Sunday 30 June 2013

Robbers

Bees are thieving blighters. Given the choice between visiting flowers and collecting nectar to make honey, or simply stealing someone else's, they'll opt for thieving every time.
Sometimes a little colony of bees can be completely overpowered by robbers who will take every last drop of honey and leave the small colony to starve. In strong colonies guard bees will fight off potential robbers but in a little colony there may be insufficient guards, especially if the entrance hole is too wide. So beekeepers keep the entrance to small colonies very narrow so that potential intruders can be more easily challenged.
However sometimes robbers just get lucky and they find an abandoned hive where a colony has died out leaving lots of unguarded honey. Never creatures to miss a free lunch, the robbers generously sample the bounty before returning home to tell their friends and relations.The news about the 'free honey' causes huge excitement in the colony and within 20 minutes 100's of bees will have descended on the source and will be busy carrying the booty home.

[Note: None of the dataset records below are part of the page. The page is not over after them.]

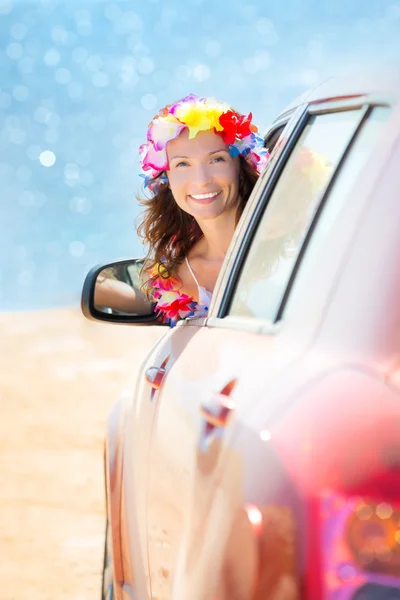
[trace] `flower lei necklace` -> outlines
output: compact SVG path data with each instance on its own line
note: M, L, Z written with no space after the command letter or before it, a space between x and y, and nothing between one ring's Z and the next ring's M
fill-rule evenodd
M155 289L153 294L153 298L157 300L155 312L162 317L164 323L175 327L178 319L195 315L198 303L192 296L181 294L176 289L179 281L175 277L167 275L167 270L162 263L154 265L147 273L152 280L152 287ZM208 309L208 307L204 308Z
M193 139L199 131L214 131L227 144L231 156L243 156L261 173L269 154L252 118L252 113L245 116L232 110L225 102L199 98L195 94L167 105L151 121L147 142L139 148L145 187L156 193L160 184L167 182L167 144L186 128L189 139Z

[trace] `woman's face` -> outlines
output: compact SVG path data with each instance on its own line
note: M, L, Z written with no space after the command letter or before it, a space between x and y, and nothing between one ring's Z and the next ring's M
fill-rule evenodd
M239 206L237 157L212 131L201 131L189 139L185 129L168 142L169 186L178 206L197 221L214 219Z

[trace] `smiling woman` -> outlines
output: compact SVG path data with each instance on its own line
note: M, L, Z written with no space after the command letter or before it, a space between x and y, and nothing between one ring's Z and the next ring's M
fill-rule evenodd
M213 98L190 95L154 117L140 147L145 210L139 234L156 311L207 315L233 232L268 152L247 116Z

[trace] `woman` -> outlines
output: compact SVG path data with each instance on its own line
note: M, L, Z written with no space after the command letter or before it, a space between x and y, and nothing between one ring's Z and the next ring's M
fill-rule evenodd
M178 318L206 316L236 224L268 159L251 119L191 94L160 110L139 148L151 192L139 198L145 211L138 231L148 247L144 289L172 326ZM136 313L140 301L127 284L97 282L98 306Z
M193 94L163 108L139 151L148 247L146 288L172 326L206 316L239 217L268 159L251 122L229 105Z

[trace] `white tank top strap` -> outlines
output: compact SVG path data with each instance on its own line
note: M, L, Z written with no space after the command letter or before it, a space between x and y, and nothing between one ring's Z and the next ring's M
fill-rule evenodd
M189 269L189 271L190 271L190 273L191 273L191 275L192 275L193 279L194 279L194 280L195 280L195 282L196 282L196 285L197 285L197 287L199 288L199 287L200 287L200 285L199 285L199 282L197 281L196 275L193 273L193 269L192 269L192 267L190 266L190 263L189 263L189 260L188 260L188 257L187 257L187 256L186 256L186 258L185 258L185 261L186 261L187 267L188 267L188 269Z

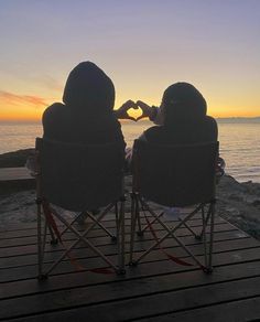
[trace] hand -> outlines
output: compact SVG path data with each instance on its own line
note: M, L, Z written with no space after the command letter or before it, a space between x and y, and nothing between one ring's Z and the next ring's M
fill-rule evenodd
M142 110L142 115L137 118L137 121L144 117L149 117L149 118L151 117L152 110L153 110L151 106L147 105L147 103L142 100L138 100L136 105L137 105L137 108L140 107Z
M116 117L120 119L130 119L130 120L137 121L134 117L128 114L128 110L130 108L138 109L138 106L131 99L127 100L126 103L123 103L123 105L119 109L115 110Z

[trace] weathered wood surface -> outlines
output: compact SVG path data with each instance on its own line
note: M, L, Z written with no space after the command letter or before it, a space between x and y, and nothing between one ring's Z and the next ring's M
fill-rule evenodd
M0 168L0 182L32 179L33 176L30 174L30 171L26 168Z
M126 242L129 247L130 221L127 215ZM105 222L113 229L112 216ZM195 229L201 219L191 222ZM154 225L158 235L161 228ZM35 224L0 229L0 320L4 321L249 321L260 319L260 243L221 218L215 226L214 272L184 267L165 258L160 249L138 267L127 267L126 276L90 271L106 267L104 261L79 244L74 256L84 270L78 272L65 259L43 282L36 279ZM177 235L191 250L202 256L202 245L186 228ZM111 258L116 245L104 232L89 235ZM68 245L73 236L64 235ZM137 251L152 243L148 232L138 239ZM164 247L174 256L186 254L174 240ZM47 246L51 264L62 247ZM127 254L128 256L128 254Z

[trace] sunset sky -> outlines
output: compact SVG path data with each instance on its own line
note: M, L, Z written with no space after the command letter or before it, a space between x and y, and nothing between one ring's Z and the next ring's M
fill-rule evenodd
M215 117L260 116L259 0L0 0L0 120L39 119L93 61L127 99L195 85Z

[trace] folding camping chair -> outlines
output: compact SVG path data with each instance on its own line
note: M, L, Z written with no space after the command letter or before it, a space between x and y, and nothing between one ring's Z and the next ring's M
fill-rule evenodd
M214 216L215 216L215 185L216 162L218 155L218 142L186 144L186 146L159 146L145 141L136 140L133 146L133 190L132 190L132 222L130 242L130 265L140 262L151 250L159 247L169 258L181 265L198 265L204 271L210 272ZM189 207L188 214L181 215L175 226L170 226L163 219L164 212L156 214L149 202L166 207ZM149 212L153 219L145 215ZM147 226L141 226L141 213L144 214ZM196 214L202 215L202 230L194 232L188 221ZM154 237L154 244L133 260L136 226L139 226L138 235L142 236L149 228ZM159 223L165 234L159 238L153 224ZM210 224L209 224L210 223ZM209 225L209 234L207 226ZM186 227L203 243L204 260L195 256L189 247L180 237L177 229ZM209 235L209 238L208 238ZM173 255L167 254L162 243L169 237L181 246L192 257L191 264ZM191 260L189 260L191 261ZM203 262L204 261L204 262Z
M107 270L112 268L118 273L124 273L124 155L120 144L85 146L37 138L36 159L39 278L46 278L66 256L79 267L72 253L79 242L105 260L110 267ZM97 208L102 211L93 216L90 210ZM76 212L77 216L69 219L61 210ZM111 210L116 213L116 236L101 224ZM74 225L83 215L93 219L84 233ZM63 232L59 232L58 224L65 227ZM88 238L97 225L117 242L117 265ZM64 246L63 254L46 268L44 255L48 230L52 244L58 240L64 246L63 235L67 230L74 233L76 239Z

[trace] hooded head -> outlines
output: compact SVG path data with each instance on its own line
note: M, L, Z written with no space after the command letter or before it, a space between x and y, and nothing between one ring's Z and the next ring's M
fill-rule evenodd
M180 120L202 119L207 112L207 103L203 95L188 83L175 83L169 86L162 98L164 125Z
M115 104L112 80L94 63L83 62L69 73L63 101L80 112L110 112Z

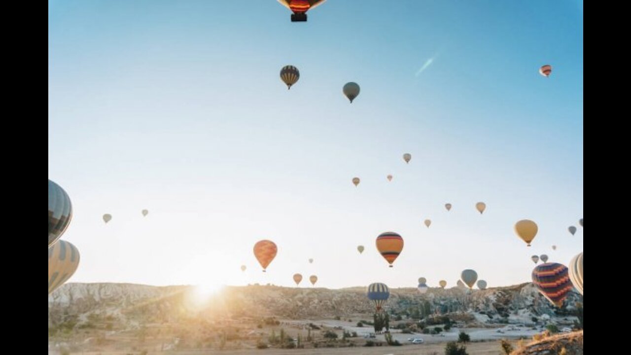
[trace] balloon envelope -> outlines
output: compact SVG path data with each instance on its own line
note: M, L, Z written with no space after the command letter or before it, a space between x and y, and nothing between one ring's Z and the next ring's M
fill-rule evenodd
M79 250L60 240L48 248L48 294L63 285L79 266Z
M287 90L292 88L292 85L295 84L300 78L300 73L293 65L286 65L280 69L280 79L287 85Z
M583 253L572 258L568 266L570 280L581 294L583 294Z
M70 224L73 206L61 186L48 181L48 247L57 241ZM49 292L50 293L50 292Z
M533 284L546 298L557 307L572 288L567 268L557 263L541 264L533 270Z
M515 233L530 246L531 242L537 235L539 227L529 219L522 219L515 224Z
M357 83L346 83L342 88L342 92L352 104L353 100L359 95L359 85Z
M386 284L375 282L369 285L366 296L375 304L375 307L379 311L390 297L390 290Z
M381 256L392 267L392 263L403 250L403 238L394 232L386 232L377 237L375 244Z
M254 244L254 256L263 268L263 272L265 272L269 263L276 257L278 251L278 248L272 241L259 241Z
M468 268L463 270L460 273L460 279L462 279L464 284L469 286L469 289L473 288L475 282L478 280L478 273L475 270Z

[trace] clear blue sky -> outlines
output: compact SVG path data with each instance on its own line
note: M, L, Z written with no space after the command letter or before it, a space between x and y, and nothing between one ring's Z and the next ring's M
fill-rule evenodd
M73 203L73 281L451 286L471 268L492 287L529 280L532 254L582 251L582 229L567 230L583 210L582 1L290 14L273 0L49 1L48 176ZM531 248L512 231L524 218ZM388 231L405 241L392 268L374 244ZM261 239L279 246L266 274Z

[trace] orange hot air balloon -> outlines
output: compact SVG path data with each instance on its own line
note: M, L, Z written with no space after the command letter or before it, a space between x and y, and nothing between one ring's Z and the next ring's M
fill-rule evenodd
M394 232L381 233L377 237L377 250L392 267L392 263L403 250L403 238Z
M276 257L278 248L272 241L262 240L254 244L254 256L263 268L263 272L268 268L268 265Z

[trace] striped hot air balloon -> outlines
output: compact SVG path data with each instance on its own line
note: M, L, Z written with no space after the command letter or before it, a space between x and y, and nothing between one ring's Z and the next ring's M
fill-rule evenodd
M48 181L48 247L64 234L73 217L70 198L61 186ZM50 293L50 292L49 292Z
M583 294L583 253L581 253L572 258L570 262L569 273L570 280L574 285L576 291Z
M269 263L276 257L278 251L278 248L272 241L259 241L254 244L254 256L263 268L263 272L265 272Z
M280 78L287 85L287 90L289 90L300 78L300 73L293 65L286 65L280 69Z
M63 285L79 266L79 250L60 240L48 248L48 294Z
M375 308L377 310L379 311L384 303L386 303L388 298L390 297L390 290L386 284L375 282L369 285L366 295L368 296L368 299L375 304Z
M557 307L563 305L572 290L567 268L557 263L546 263L533 270L533 284L539 292Z
M377 250L392 267L392 263L403 250L403 238L394 232L381 233L377 237Z

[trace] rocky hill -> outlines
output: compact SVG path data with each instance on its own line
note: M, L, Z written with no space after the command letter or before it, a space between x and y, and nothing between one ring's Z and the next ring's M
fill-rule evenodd
M129 284L68 284L49 296L49 328L72 319L81 325L107 317L129 324L177 322L199 315L224 318L274 316L317 319L370 316L373 306L363 287L343 289L286 288L273 286L228 287L200 301L192 286L155 287ZM386 308L403 319L437 314L468 314L469 322L532 323L541 319L570 317L582 297L573 293L556 309L531 283L475 290L430 289L421 295L416 289L391 289Z

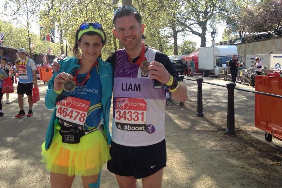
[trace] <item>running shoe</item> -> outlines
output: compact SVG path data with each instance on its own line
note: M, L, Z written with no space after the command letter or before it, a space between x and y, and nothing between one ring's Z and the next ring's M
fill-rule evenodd
M19 118L22 117L23 117L26 115L26 113L23 110L21 110L19 113L15 116L15 117L16 118Z
M27 114L28 117L31 117L33 116L33 112L32 112L32 110L30 110L28 111L28 113Z

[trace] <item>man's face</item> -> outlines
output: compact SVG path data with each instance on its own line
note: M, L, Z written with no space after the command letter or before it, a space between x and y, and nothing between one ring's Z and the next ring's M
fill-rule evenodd
M142 42L141 37L145 26L140 26L133 15L118 18L113 33L126 49L134 49Z
M26 53L23 52L21 52L19 53L19 56L21 59L25 59L26 58Z

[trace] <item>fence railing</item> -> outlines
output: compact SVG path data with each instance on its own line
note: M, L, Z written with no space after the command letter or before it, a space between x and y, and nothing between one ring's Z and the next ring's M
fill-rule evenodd
M235 111L234 102L234 91L235 89L282 99L282 96L280 95L237 88L236 87L236 84L232 82L228 83L226 83L226 85L224 85L204 82L204 78L198 78L196 80L187 78L183 78L183 79L197 82L198 83L197 104L196 115L198 117L204 117L204 113L203 112L203 89L202 87L203 83L227 88L228 94L227 98L227 125L226 132L228 134L236 134L235 130Z

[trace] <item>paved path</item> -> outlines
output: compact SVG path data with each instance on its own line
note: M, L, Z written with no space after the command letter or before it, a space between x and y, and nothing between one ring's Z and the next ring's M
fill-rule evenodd
M205 80L226 82L213 78ZM204 117L199 118L195 116L196 82L185 82L189 97L186 106L167 106L167 166L163 187L280 187L282 142L273 139L269 144L264 140L264 133L254 127L254 94L235 91L237 135L230 136L225 132L227 89L203 84ZM1 188L50 187L49 173L40 161L52 110L45 106L46 85L40 81L39 86L40 100L34 105L33 117L14 118L19 111L14 94L11 95L11 104L3 105L4 116L0 118ZM26 97L24 103L27 113ZM102 179L101 187L118 187L114 176L105 167ZM138 183L141 187L140 180ZM73 187L82 187L79 178L75 179Z

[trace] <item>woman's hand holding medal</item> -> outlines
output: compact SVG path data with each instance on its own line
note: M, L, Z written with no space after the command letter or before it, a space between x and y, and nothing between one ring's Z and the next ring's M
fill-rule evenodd
M58 74L54 79L54 89L60 91L63 89L70 92L75 88L75 84L72 80L73 77L65 72Z

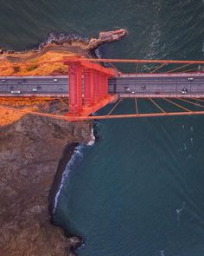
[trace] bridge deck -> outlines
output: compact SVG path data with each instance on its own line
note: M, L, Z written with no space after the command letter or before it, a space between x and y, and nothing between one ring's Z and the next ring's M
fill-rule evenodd
M203 97L204 72L124 74L109 79L109 93L120 97ZM1 76L1 96L67 96L68 76Z

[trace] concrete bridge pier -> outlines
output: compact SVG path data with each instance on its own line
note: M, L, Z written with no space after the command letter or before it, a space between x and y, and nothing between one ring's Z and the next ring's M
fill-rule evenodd
M69 113L82 110L82 67L80 62L69 63Z

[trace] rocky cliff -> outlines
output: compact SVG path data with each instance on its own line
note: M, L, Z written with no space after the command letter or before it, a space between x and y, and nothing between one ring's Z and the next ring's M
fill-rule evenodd
M68 158L91 140L92 124L30 115L0 123L1 256L75 255L80 240L50 225L48 198L65 147Z

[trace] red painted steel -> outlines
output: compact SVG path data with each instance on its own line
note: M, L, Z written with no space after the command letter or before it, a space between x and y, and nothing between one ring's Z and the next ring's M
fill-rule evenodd
M93 102L98 103L99 100L99 73L93 73Z
M83 59L84 62L118 62L118 63L169 63L169 64L204 64L204 61L172 61L172 60L124 60L124 59Z
M92 63L89 61L89 59L83 59L79 57L70 57L64 61L65 64L69 65L69 63L73 62L80 62L80 65L83 68L89 69L94 69L96 71L99 71L100 73L106 74L110 76L116 75L116 73L118 73L115 69L111 68L104 68L99 64Z
M69 64L69 113L77 114L82 109L82 68L80 62Z
M90 69L84 69L84 106L90 107L92 102L91 102L91 75Z

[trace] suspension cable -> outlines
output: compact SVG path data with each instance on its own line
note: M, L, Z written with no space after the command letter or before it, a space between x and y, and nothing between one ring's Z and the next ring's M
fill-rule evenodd
M156 71L157 71L158 69L162 69L163 66L165 66L167 63L163 63L161 65L159 65L157 68L156 68L155 69L153 69L150 73L155 73Z
M112 110L107 114L107 115L110 115L112 111L116 108L116 107L119 104L119 102L122 101L123 98L120 98L118 102L116 102L116 104L114 105L114 107L112 108Z
M182 108L182 109L188 111L188 112L192 112L191 110L189 110L189 109L188 109L188 108L184 108L184 107L182 107L182 106L181 106L181 105L179 105L179 104L177 104L177 103L175 103L175 102L172 102L172 101L170 101L170 100L169 100L167 98L163 98L163 99L169 102L170 102L171 104L180 108Z
M159 108L160 111L162 111L163 113L166 113L166 111L164 111L157 103L156 103L155 101L153 101L151 98L149 97L149 100L151 101L151 102L156 105L157 107L157 108Z
M201 108L204 108L203 105L201 105L200 103L195 103L195 102L189 102L189 101L187 101L187 100L184 100L184 99L182 99L182 98L178 98L180 101L182 101L182 102L188 102L188 103L190 103L190 104L193 104L194 106L198 106L198 107L201 107Z
M136 114L138 115L138 104L137 104L137 99L135 97L135 104L136 104Z

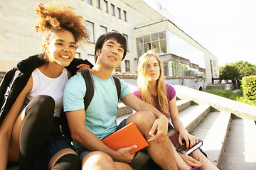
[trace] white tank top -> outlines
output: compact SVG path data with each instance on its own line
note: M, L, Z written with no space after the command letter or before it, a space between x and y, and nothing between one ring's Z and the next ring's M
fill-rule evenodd
M67 69L65 68L57 78L50 78L43 74L38 69L32 72L33 87L25 98L25 104L28 104L34 97L38 95L48 95L55 103L54 116L60 117L63 107L63 92L68 80Z

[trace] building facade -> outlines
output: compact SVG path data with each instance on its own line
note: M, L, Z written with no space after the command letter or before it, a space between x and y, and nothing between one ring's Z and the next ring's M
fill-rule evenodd
M50 1L44 1L47 2ZM142 0L62 0L85 19L90 42L81 45L76 57L95 64L97 38L107 32L123 34L127 55L114 72L134 73L138 58L155 49L169 76L205 77L207 84L218 78L218 59L174 23L174 16L154 1ZM0 4L0 71L7 71L30 55L41 52L41 35L34 32L35 8L42 1L9 0Z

All of which goes to explain those bees swarming around that bait hive in my last post.There must have been traces of honey in the comb used to make up the bait hive so when the scout bees reported back to base about a potential new residence nobody paid attention (as usual) until someone mentioned the free honey...
I got some more bees nevertheless. My beekeeping buddy was so embarrassed about mistaking robbers for a natural swarm that he gave me some of his!